マテオが私の体を引き寄せて、私の唇にキスをします。
「チャオ、アモーレ ミオ」
そして彼はステファンさんを紹介してくれました。
「クレール、今の見た? あのマテオが……恋人にデレデレしている。これはいいものを見せてもらったなぁ」
「うふふ」
マテオのベタベタぶりは私にとってはいつものことで、段々慣れつつありましたが、ステファンさんは大層驚いていました。私にグラスを持ってきてくれたクレールも意味ありげに微笑んでいます。その時台所の方から電子音が聞こえました。
「頂いたピザを温めるわね」
「私もお手伝いします」
私も彼女について台所へ行きました。
「栄養学部の学生さんなんですってね。ロリミエそれともクレイトン大学?」
「ロリミエです」
「私も一年前にロリミエの薬学部を出て、今は病院勤務なの」
私も薬学部に進むことも少し考えましたが、偏差値がギリギリだったのと、栄養学の方により興味があったので今の学部を第一志望に選んだのです。
「まあ、私は今病院研修でノートルダムに週二回行っています。クレールさんはどちらの病院ですか ?」
「どうかクレールって呼んでね。歳もそう違わないでしょう。勤務先はロリミエ総合病院よ」
「でしたら私のこともキャスと呼んで下さい」
「敬語も禁止よ、分かった?」
私も卒業したら病院勤務も考えているので主に仕事の話をしてもらいました。クレールは苦学生だったと言うので意外でした。
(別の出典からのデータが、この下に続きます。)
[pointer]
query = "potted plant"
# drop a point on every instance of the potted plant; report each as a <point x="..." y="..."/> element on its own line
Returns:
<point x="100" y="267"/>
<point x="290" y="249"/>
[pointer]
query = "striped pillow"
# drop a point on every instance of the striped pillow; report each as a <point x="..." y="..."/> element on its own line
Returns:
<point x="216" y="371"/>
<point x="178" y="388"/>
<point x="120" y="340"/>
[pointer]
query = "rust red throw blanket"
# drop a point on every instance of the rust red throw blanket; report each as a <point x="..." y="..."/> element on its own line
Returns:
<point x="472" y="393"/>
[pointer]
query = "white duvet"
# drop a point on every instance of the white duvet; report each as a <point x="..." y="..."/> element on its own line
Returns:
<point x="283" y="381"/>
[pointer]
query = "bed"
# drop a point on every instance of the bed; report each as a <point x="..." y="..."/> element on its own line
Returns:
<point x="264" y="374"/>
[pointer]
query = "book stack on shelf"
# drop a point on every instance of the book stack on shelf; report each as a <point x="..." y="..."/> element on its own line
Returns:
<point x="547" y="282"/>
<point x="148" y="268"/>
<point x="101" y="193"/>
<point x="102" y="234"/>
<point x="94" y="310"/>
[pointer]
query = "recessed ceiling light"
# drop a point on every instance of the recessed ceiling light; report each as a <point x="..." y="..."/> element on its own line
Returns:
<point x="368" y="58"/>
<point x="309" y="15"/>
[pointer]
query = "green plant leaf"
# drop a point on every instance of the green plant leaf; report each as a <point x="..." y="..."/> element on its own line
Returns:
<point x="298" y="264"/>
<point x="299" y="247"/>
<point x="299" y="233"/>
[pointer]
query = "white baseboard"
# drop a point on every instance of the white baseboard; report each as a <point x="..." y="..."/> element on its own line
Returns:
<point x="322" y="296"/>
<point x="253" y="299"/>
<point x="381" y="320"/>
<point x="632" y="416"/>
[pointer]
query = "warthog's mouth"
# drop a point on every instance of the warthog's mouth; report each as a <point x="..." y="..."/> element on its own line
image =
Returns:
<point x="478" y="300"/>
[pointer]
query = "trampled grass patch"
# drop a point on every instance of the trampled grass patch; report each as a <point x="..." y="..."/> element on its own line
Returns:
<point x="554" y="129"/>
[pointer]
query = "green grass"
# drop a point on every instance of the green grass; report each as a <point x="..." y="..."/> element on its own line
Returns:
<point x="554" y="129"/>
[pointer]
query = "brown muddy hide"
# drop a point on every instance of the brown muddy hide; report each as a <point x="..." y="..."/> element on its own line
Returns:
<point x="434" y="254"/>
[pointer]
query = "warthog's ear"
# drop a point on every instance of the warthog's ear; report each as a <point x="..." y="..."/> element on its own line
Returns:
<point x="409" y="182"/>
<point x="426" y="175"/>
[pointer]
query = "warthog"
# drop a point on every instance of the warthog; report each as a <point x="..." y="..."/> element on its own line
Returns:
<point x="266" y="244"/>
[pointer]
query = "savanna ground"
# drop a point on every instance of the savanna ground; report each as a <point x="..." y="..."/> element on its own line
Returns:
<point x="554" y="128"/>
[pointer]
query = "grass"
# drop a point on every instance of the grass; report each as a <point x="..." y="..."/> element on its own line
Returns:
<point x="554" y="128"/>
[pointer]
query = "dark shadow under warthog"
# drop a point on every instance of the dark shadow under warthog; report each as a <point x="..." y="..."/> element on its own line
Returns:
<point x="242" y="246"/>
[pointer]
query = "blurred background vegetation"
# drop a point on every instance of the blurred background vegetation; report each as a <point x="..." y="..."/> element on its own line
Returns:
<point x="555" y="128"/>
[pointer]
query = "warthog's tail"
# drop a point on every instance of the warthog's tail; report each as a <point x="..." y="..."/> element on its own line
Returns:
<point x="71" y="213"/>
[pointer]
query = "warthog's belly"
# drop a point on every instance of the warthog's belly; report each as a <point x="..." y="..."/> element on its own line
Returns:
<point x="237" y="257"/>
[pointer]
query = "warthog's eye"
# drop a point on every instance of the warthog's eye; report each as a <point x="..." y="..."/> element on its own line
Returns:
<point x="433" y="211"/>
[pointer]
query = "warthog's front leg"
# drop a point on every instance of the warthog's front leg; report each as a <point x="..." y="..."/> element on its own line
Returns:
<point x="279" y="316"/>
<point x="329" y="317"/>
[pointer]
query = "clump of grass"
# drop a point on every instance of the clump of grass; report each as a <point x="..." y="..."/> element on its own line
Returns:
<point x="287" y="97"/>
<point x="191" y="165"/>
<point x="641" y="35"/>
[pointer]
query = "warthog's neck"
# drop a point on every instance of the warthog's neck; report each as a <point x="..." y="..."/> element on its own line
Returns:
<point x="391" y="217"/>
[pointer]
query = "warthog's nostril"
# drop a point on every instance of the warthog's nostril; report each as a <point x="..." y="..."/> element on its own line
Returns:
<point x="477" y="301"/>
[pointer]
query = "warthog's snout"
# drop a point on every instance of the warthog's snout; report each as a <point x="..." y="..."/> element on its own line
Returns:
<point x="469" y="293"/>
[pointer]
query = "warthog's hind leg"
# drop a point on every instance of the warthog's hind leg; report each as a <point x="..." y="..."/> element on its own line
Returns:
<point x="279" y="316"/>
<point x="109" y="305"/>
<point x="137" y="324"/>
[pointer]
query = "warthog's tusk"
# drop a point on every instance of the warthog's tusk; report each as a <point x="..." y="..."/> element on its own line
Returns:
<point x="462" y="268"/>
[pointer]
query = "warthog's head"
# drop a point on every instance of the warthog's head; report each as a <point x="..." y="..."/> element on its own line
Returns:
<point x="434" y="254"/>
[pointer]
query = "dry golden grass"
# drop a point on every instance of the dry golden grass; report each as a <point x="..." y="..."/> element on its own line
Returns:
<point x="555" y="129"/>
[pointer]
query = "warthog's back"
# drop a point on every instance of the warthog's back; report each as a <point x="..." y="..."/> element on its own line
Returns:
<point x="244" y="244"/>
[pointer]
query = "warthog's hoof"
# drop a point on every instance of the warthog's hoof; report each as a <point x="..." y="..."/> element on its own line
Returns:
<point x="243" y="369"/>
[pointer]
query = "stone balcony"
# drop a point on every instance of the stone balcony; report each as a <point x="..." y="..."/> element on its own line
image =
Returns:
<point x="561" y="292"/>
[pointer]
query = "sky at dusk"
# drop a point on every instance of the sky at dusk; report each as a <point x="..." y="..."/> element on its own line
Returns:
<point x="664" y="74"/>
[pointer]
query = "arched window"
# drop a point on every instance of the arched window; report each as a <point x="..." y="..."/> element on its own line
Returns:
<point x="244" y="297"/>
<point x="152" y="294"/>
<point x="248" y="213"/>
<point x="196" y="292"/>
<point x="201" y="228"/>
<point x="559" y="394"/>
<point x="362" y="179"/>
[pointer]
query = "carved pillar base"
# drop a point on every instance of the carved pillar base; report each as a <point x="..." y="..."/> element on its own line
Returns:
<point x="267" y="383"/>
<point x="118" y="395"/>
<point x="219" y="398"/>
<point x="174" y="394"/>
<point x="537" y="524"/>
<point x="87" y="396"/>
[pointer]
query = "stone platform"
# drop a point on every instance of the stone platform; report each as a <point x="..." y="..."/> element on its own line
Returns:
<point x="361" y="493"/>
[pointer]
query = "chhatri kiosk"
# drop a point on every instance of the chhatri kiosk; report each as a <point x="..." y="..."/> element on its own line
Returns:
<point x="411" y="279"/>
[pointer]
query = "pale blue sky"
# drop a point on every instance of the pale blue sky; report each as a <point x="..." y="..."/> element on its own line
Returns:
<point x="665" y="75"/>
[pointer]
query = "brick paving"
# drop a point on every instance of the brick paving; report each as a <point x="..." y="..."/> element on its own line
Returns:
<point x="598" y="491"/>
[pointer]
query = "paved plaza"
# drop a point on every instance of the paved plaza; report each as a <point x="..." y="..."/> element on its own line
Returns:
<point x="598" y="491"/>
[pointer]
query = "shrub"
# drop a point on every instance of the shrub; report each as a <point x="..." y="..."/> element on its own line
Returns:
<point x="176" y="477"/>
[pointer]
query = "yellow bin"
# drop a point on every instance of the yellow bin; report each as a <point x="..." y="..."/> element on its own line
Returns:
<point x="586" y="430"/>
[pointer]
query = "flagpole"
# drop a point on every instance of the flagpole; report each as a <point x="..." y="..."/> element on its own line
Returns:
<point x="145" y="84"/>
ペントハウスに住むステファンさんの恋人なので彼女も元々裕福な人だと思っていたのです。
「私が子供の頃、母がステファンのご実家で働いていたから、それが彼との出会いなのよ」
「ステファンさんとはその頃からのお付き合いなの?」
「いいえ。十代の頃は、特に……それに彼が英国に留学して、母も仕事を辞めたから。それ以来もう何年も会っていなかったの。実は昨年末に再会したばかりで」
しっとりと落ち着いた雰囲気のお二人は交際して長いように感じていたのです。
「まあ、そんな付き合いだしたばかりには見えないわ。お二人が知り合って長いからなのでしょうね」
「私とステファンも、色々あったから……」
クレールとは話が弾んで、電話番号も交換してもらいました。彼女はそれ以降、生涯に渡って付き合える大事な友人となりました。人と人との縁は不思議なもので、その後マテオと私がある重要な局面を迎えた時に助けてくれたのはクレールだったのです。
***今話の一言***
チャオ、アモーレ ミオ
やあ、僕の愛しい人
マテオくんが過保護で嫉妬深いところはもう治りそうにありません。さて、ここでまた新キャラの登場です。主人公二人にどう関わってくるのでしょうか。